La narrazione dominante che vedeva l'intelligenza artificiale come una minaccia per i posti di lavoro nel settore dell'ingegneria è stata smentita dai recenti dati. L'ultima analisi condotta da SignalFire rivela infatti una realtà ben diversa: nel 2025, l'ingegneria software si è affermata come il comparto più resiliente del settore tecnologico. Lungi dall'essere sostituita dall'AI, questa professione ha registrato un incremento della domanda, consolidando il ruolo dell'ingegnere tra i più richiesti e strategici.
L'ingegneria software si conferma traino del settore tech
SignalFire, attraverso la sua avanzata piattaforma Beacon AI, ha monitorato milioni di professionisti e decine di milioni di aziende, analizzando le tendenze di assunzione per il 2025. I risultati evidenziano un quadro chiaro: sebbene le assunzioni complessive nel settore tecnologico abbiano subito un calo del 25% rispetto al 2019, i ruoli di ingegneria hanno mostrato una notevole resistenza, registrando una diminuzione di appena l'11%. Questo dato è particolarmente significativo se si considera che, tra le dodici principali “Tech Majors” – tra cui Alphabet, Meta, Apple, Amazon, Microsoft, Netflix, NVIDIA, Tesla, Uber, Airbnb, Block e Stripe – gli ingegneri hanno costituito il 55% dei nuovi assunti nel 2025, un incremento notevole rispetto al 46% del 2019.

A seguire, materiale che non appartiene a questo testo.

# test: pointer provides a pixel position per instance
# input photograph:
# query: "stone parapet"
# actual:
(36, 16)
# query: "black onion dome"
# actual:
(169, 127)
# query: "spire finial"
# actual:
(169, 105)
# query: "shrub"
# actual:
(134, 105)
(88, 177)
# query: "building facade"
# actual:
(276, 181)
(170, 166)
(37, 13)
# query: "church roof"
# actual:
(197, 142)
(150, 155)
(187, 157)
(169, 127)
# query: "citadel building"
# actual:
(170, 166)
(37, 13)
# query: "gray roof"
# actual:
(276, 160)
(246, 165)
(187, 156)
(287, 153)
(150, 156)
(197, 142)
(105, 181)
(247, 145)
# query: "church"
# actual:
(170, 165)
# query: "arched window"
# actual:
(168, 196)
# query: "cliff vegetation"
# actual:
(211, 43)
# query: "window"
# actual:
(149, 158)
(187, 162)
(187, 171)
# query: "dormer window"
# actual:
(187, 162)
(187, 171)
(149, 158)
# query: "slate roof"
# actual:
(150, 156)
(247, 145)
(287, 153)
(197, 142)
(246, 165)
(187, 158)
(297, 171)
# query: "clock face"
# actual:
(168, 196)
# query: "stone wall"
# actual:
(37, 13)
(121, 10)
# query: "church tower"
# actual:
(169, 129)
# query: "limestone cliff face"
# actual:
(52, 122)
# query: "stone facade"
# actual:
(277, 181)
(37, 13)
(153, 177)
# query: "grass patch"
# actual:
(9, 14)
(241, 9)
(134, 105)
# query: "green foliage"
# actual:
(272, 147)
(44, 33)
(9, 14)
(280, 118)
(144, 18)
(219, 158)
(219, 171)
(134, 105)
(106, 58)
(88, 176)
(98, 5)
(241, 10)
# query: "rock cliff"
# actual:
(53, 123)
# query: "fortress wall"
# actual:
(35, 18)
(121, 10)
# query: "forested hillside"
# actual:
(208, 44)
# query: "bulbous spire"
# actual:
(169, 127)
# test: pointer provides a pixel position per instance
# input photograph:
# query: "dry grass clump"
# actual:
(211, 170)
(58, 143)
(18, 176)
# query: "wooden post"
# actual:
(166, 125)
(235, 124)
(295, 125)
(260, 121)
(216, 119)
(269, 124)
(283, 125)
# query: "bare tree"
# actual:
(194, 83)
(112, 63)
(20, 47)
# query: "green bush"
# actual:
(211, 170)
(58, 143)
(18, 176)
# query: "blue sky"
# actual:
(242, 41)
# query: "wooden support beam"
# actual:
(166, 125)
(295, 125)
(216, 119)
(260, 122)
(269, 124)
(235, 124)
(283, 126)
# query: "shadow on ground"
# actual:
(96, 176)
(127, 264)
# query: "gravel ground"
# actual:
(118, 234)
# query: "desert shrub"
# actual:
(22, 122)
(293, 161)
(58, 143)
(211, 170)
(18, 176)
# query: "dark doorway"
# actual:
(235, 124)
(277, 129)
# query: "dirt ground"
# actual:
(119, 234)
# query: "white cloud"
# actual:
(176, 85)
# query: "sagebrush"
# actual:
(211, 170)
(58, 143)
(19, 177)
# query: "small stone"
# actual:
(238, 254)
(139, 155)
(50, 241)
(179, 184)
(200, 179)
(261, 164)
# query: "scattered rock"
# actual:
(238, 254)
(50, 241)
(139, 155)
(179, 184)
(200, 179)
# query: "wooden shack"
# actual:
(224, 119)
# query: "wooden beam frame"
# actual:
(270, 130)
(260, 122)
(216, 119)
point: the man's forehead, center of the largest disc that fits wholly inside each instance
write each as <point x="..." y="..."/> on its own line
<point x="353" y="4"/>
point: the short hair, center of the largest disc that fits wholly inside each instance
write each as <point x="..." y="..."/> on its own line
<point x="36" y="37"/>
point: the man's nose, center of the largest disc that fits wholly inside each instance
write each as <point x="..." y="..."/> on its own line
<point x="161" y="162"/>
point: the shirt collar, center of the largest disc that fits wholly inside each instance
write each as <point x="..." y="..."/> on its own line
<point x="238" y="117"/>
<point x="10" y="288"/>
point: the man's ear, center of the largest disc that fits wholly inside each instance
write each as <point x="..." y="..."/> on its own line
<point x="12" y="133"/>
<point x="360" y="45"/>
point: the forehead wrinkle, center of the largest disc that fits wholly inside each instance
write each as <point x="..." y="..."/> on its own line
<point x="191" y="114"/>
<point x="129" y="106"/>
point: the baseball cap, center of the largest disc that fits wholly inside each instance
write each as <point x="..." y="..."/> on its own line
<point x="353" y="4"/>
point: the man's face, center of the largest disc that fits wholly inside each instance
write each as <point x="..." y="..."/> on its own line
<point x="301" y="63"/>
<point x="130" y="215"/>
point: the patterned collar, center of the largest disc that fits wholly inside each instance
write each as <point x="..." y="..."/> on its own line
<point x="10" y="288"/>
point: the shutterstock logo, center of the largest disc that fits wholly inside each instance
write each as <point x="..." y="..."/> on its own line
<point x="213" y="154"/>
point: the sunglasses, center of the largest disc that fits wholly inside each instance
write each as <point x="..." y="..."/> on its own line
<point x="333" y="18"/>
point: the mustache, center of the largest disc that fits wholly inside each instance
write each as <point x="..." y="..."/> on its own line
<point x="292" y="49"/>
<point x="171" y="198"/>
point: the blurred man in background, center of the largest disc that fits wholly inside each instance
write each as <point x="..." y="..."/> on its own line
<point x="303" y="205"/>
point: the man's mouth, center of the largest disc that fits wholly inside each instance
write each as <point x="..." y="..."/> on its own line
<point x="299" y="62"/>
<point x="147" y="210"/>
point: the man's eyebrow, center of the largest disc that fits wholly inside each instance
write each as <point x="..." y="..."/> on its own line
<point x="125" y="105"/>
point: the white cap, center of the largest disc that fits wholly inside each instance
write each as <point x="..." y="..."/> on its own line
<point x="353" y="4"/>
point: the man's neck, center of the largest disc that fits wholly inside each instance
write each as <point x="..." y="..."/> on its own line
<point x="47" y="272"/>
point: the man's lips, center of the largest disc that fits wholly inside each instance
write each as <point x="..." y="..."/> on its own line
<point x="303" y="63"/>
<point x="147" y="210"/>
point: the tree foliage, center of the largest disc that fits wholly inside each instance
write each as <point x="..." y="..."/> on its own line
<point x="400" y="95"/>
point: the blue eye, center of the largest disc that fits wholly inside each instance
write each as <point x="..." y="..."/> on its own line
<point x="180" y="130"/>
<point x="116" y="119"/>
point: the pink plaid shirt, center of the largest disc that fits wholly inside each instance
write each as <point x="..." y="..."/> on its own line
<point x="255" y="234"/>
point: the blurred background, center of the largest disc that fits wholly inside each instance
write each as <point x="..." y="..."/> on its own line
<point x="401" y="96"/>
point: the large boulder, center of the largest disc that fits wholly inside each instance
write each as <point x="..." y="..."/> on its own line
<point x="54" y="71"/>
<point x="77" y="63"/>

Le startup investono negli ingegneri
La fiducia nella figura dell'ingegnere non è limitata alle grandi corporazioni. Anche il dinamico mondo delle startup early-stage ha dimostrato un forte interesse, assumendo il 7% in più di ingegneri nel 2025 rispetto al 2019. Questo trend rafforza l'idea che l'ingegnere software, ben lungi dall'essere marginalizzato dall'avanzamento dell'AI, sia invece riconosciuto come un elemento centrale per l'innovazione e la scalabilità, pilastri fondamentali per la crescita di qualsiasi nuova impresa tecnologica.
Leader del settore smentiscono lo scenario catastrofista
Le voci più autorevoli del settore tecnologico convergono nel ribadire questa tendenza positiva. Peter McCrory, a capo dell'unità economica di Anthropic, ha sottolineato come non siano stati rilevati segnali di un impatto occupazionale significativo attribuibile all'AI, né tra gli scrittori tecnici né tra gli ingegneri software.
Ancora più incisiva è stata la dichiarazione di Jensen Huang, CEO di NVIDIA, il quale ha affermato che gli «software engineers are busier than ever». Secondo Huang, l'adozione di intelligenze artificiali agentive non solo non riduce i posti di lavoro, ma stimola gli ingegneri a innovare continuamente, spingendoli a generare nuove idee e soluzioni.
Il paradosso di Jevons: maggiore efficienza, più lavoro
Questo fenomeno può essere efficacemente interpretato attraverso il paradosso di Jevons, un principio economico secondo cui l'aumento dell'efficienza nell'uso di una risorsa non ne riduce la domanda, ma al contrario la alimenta. Nel contesto attuale, l'AI rende gli ingegneri notevolmente più produttivi, ma questa maggiore efficienza si traduce in una moltiplicazione delle opportunità e, di conseguenza, in una crescente necessità di figure tecniche altamente qualificate.
Come sintetizzato da Asher Bantock di SignalFire, gli ingegneri sono «suddenly a lot more productive, and there’s endless work for them to do», evidenziando come la loro accresciuta produttività apra a un volume di lavoro apparentemente illimitato.
In conclusione, i dati e le testimonianze dei leader del settore convergono verso un'immagine chiara e rassicurante: l'ingegnere software non solo resiste all'avanzata dell'AI, ma vede il proprio ruolo ampliato e arricchito dall'innovazione. Non si tratta di un'estinzione della professione, bensì di una sua trasformazione radicale, alimentata da nuove responsabilità, complessità e opportunità creative. L'ingegnere rimane, oggi più che mai, il cuore pulsante e insostituibile del ciclo di sviluppo tecnologico.